Whitaker plays Ted Younger, a talk show host whose program consists of surprisingly measured discussions about the nature of Christ. (Astonishingly such a program - engaging as it does in intelligent discussion of various conflicting doctrines rather than mere hysterical proselytizing - has earned him top ratings.) But there's little indication that Younger takes any personal interest in his subject, content to confine his involvement to the level of the intellectual. Still when his wife goes into labor and complications threaten both her life and that of his newborn son, he begins to reflect on his own spiritual condition, ruing his past sexual infidelities, vowing to be a better husband and accepting a more doctrinaire view of Christianity. Younger's conversion finds its vivid apotheosis in an impassioned church scene in which, like Harvey Keitel in Bad Lieutenant, Whitaker emits various tortured squeals while speaking out his appeal to a wooden Christ. Ferrara cuts between the actor's face enshrouded in darkness and the icon surrounded by the light seeping through a window. The symbolic juxtaposition may be obvious, but as a statement of a hard-won faith, the scene's earnestness is tough to dismiss.

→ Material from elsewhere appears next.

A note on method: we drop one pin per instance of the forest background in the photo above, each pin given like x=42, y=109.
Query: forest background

Running parallel to, and intersecting with, Younger's crisis is the story of Tony Childress (Matthew Modine), a filmmaker who has just wrapped a production of This is My Blood, a revisionist take on the Christ story, especially with regard to the role of Mary Magdalene. Taking his cue from the apocryphal Book of Mary (whose contents are expounded for the audience by Gnostic Gospels author Elaine Paigels), Childress fashions his story from the idea that Magdalene was not a whore, but one of Christ's disciples, challenging Peter for leadership and finally marginalized in historical accounts because of her gender. The film-within-a-film, of which Ferrara includes ample chunks, hardly seems very accomplished, striking a tone of pedantic solemnity and consisting of dark, nearly illegible close-ups, but it allows the filmmaker to explore another, more feminized, understanding of Christian doctrine and then, later, to confirm Younger's conversion by having him reject, on his television show, the reading offered by Childress' film.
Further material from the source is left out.